Parigi - “Se questo è un ebreo”, recita il titolo del bellissimo pamphlet di Adrien Barrot. La Francia ha scoperto il sorriso contagioso di Ilan Halimi soltanto dopo la sua morte. Un sorriso che nulla sembra dire di quell’odio e di quella ferocia durata tre settimane nelle mani di una gang di islamisti delle banlieue parigine. “Giovani per i quali gli ebrei sono inevitabilmente ricchi”, ha detto Ruth Halimi degli assassini di suo figlio. La madre di Ilan ha pubblicato il diario di quei “24 giorni” (Seuil edizioni).

Ieri Ruth è andata in tribunale a guardare la gang musulmana, in un processo che genera angoscia e scandalo in Francia per come il caso è stato trattato fin dall’inizio, da quel tragico febbraio di tre anni fa. “Quando li osservo, non vedo odio, ma una tristezza immensa”, dice il padre, Didier Halimi. Ruth ripete che l’uccisione di suo figlio è “senza precedenti dalla Shoah”.
Youssouf Fofana, il capo “dei barbari”, è entrato in aula con il sorriso, ha alzato un pugno verso l’alto e gridato: “Allah vincerà”. Testa rasata e maglietta bianca, Fofana alla domanda sulla sua data di nascita ha risposto: “Il 13 febbraio 2006 a Sainte-Geneviève-des-Bois”. E’ il giorno in cui il corpo di Ilan è stato trovato, nudo e straziato. Quando gli viene chiesto il nome, Fofana risponde: “Africana barbara armata rivolta salafista”.
La Francia non ha ancora fatto i conti con questo feroce antisemitismo islamico, che germina all’interno delle sue folte comunità musulmane. Sei anni fa, Sebastien Selam, un dj di Parigi di 23 anni, uscito dall’appartamento dei genitori per andare al lavoro, venne aggredito nel garage del parcheggio dal vicino musulmano Adel, che gli ha tagliato la gola due volte, quasi decapitandolo, gli ha squarciato il volto e gli ha cavato gli occhi. Adel è corso sulle scale del condominio, grondando sangue e urlando: “Ho ucciso il mio ebreo. Andrò in paradiso”.
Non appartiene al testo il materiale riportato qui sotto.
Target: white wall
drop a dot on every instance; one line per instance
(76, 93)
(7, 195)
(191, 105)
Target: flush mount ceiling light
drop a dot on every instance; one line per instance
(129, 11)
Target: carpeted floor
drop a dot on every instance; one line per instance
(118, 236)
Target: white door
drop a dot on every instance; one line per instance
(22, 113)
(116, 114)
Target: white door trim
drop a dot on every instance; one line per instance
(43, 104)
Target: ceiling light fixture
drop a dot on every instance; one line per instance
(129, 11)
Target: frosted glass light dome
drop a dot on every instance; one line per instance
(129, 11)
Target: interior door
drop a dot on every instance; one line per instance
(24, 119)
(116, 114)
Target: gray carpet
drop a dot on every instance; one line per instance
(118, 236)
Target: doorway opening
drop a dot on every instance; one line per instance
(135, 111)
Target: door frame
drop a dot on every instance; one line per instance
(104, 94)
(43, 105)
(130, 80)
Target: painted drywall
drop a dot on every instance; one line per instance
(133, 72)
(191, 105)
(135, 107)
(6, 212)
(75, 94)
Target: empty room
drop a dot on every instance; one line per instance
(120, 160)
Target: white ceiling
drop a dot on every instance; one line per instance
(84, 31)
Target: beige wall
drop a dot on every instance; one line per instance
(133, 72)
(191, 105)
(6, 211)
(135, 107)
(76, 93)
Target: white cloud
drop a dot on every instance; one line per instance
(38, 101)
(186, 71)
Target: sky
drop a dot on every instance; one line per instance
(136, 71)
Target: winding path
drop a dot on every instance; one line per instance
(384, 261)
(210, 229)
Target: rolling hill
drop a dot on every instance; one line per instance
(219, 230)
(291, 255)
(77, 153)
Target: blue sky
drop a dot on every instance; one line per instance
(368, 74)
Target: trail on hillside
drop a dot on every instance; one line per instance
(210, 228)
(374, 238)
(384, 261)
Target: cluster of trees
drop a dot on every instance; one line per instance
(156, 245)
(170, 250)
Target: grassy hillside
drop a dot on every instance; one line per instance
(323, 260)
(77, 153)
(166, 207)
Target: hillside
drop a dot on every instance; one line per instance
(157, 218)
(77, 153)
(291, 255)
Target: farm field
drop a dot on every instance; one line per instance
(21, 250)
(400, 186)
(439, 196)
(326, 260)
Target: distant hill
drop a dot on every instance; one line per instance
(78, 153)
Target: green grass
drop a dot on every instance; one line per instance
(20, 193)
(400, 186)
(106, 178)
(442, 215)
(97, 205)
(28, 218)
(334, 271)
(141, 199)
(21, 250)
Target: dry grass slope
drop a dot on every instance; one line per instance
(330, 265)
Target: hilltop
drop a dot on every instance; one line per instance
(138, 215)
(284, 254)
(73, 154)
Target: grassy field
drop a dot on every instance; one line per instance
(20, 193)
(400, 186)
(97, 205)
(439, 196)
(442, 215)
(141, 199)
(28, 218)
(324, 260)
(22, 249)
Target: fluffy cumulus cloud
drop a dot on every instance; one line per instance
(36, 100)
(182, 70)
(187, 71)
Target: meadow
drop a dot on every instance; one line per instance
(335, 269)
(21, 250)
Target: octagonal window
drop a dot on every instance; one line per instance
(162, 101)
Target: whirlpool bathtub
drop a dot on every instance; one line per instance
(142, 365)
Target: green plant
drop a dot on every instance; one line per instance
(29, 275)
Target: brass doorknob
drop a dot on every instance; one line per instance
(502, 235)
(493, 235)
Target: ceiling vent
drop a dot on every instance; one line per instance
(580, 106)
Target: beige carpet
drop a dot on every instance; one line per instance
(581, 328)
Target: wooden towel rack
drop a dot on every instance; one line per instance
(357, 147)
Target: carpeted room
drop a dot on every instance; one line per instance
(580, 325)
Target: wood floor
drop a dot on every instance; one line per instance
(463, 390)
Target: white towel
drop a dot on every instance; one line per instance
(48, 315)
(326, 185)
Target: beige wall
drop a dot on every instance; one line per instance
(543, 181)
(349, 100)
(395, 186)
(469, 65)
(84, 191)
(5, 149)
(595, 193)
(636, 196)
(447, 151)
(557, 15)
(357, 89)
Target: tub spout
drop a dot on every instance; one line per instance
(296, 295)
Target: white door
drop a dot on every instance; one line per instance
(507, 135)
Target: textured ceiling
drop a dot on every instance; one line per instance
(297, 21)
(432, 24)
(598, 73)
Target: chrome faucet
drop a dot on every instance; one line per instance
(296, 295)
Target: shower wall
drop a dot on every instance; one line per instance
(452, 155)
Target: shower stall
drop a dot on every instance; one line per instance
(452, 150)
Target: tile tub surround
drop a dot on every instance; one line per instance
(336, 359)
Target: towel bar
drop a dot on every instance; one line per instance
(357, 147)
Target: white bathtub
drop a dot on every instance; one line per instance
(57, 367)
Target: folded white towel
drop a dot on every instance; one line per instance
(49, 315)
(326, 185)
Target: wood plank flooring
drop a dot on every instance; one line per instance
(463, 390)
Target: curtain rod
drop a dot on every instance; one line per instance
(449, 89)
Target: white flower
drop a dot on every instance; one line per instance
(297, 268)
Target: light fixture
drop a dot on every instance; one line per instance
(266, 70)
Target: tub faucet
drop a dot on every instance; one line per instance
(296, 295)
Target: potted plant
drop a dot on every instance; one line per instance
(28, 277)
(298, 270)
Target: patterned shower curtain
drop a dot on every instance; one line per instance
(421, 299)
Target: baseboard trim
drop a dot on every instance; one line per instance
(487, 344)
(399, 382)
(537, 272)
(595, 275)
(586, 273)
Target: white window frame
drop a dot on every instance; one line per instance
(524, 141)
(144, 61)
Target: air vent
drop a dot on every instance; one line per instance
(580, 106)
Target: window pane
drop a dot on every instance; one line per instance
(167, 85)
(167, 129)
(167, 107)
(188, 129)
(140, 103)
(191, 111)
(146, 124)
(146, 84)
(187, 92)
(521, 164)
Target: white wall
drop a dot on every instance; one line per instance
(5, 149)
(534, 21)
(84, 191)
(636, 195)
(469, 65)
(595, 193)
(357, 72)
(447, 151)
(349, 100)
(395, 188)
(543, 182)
Nella stessa città, in quella stessa sera, un’altra donna ebrea veniva assassinata, in presenza della figlia, da un altro musulmano. Erano i prodromi di una “tendenza” e i mezzi di comunicazione amano le tendenze.
Eppure, nessuna delle principali testate francesi riportò il fatto.
Lo zio di Ilan racconta che durante le telefonate per il riscatto alla famiglia venivano fatte sentire le urla del ragazzo ebreo bruciato sulla pelle, mentre “i suoi torturatori leggevano ad alta voce versi del Corano”.
I rapitori pensavano che tutti gli ebrei fossero ricchi e che la famiglia di Halimi avrebbe pagato il riscatto. Non sapevano che la madre era una centralinista. E che Ilan, per campare alla meglio, lavorava in un negozio di telefoni cellulari. Fu trovato agonizzante, il corpo bruciato all’ottanta per cento, vicino alla stazione di Saint-Geneviève-des-Bois. Seminudo, con ferite e bruciature di sigarette ovunque sulla carne viva e in tutto il corpo, Ilan è morto nell’ambulanza verso l’ospedale.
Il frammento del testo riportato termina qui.